Indeed, the decision to "accept his resignation" after a hastily arranged meeting at the club's Elland Road ground evidently came as something of a bolt out of the blue for Mr Launders. He arrived at the club with a reputation as an effective, albeit abrasive manager, having been part of the troika associated with Manchester United's glittering success off the field as much as on it.

It was Mr Launders as finance director who was responsible for the redevelopment of the Old Trafford ground and the commercialisation of the Manchester United name to the point where income from merchandising, catering and the like now comfortably exceeds gate revenues.

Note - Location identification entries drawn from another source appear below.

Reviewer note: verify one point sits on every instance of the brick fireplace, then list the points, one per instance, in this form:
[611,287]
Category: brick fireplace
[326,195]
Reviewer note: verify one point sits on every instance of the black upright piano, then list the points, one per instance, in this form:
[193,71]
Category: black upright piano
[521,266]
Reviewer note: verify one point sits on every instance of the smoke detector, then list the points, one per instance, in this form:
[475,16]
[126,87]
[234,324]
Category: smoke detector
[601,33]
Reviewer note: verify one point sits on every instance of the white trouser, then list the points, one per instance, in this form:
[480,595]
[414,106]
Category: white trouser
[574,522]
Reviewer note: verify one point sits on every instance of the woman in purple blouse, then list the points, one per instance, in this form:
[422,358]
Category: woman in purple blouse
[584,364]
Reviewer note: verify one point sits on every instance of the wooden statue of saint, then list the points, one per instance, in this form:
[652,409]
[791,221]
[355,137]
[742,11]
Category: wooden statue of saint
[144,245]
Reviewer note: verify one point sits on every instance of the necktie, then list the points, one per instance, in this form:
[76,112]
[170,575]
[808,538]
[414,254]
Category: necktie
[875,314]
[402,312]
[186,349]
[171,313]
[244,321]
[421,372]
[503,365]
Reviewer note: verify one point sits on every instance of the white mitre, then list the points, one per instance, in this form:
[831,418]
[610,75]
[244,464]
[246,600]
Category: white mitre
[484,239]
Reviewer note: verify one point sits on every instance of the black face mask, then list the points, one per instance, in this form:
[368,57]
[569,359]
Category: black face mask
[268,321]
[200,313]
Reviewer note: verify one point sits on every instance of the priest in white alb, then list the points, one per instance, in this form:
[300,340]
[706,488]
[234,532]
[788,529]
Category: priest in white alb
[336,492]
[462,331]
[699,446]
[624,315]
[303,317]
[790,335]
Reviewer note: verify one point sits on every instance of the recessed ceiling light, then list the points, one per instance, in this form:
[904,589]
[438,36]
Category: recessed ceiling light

Since his arrival at Leeds its performance on the pitch has not exactly set the fans alight. But that is not Mr Launders' problem. The reverse takeover by Caspian provided the club with shareholders as well as supporters and whilst both want success on the field, Mr Launders came with a reputation as the wizard of the financial dribble.

Like footballers themselves, however, track record is not necessarily a guarantee of future performance. Chris Akers, who chairs Caspian, has bankers as well as fans to keep happy. He wants to turn Elland Road into the Madison Square Gardens of the UK through his Project Arena - a pounds 30m scheme to redevelop the ground into a property, leisure and multi-sports complex. Mr Launders, apart from lacking the team skills to rub along with the rest of the management, appears not to have been running at the same pace as his chairman.

It was always clear that the headlong rush towards stock market quotations by so many football clubs would produce casualties among investors. Mix in personalities of the likes of Sir John Hall at Newcastle and Mr Akers and it is a recipe for change in personnel as well. Mr Launders may be the first of the new breed of football chief executives to get the boot but he will surely not be the last.